The primary function of CAIRSS is to offer support for Repository Managers in the higher education sector in Australia and New Zealand.

Following discussions with the Department of Innovation (DIISR) the Council of Australian University Librarians (CAUL) Executive, and the ARROW Management Committee, CAUL established the CAUL Australian Institutional Repository Support Service (CAIRSS), to provide support for all institutional repositories in Australian universities, regardless of the software being used. The first CAUL service was funded for two years, with the approval of Department of Innovation (DIISR), with monies remaining from the successful ARROW project, supplemented by CAUL member subscriptions. The second CAUL service is also funded for almost two years and incorporates many of New Zealand’s higher education institutions. With this expansion, CAIRSS now stands for the CAUL Australasian Institutional Repository Support Service.

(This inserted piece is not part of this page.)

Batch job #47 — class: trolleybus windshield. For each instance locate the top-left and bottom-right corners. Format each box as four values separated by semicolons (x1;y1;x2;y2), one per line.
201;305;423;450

CAUL appointed the University of Southern Queensland to undertake its new institutional repository support service.

University of Southern Queensland, within Library Services, Global Learning Division is the CAIRSS service provider in collaboration with Swinburne University.

Behind the service is CAULs Steering Committee led by Heather Gordon of the James Cook University.

The service commenced officially on March 16, 2009.

 

The service:

 

  • Provides a forum to represent the collective interests of repository managers around Australia;
  • Supports emerging areas of activity;
  • Supports and develops toolkits for copyright and institutional repositories;
  • Provides best practice and policy advice for areas such as data migration, metadata, standards compliance, import and export, harvesting, ingest of new forms of digital material;
  • Assists with the integration of repositories with the requirements of the ERA and the Higher Education Research Data Collection (HERDC) exercises;
  • Assists the understanding of managing copyright issues in the repository environment;
  • Provides a watching brief on trends and developments in repositories.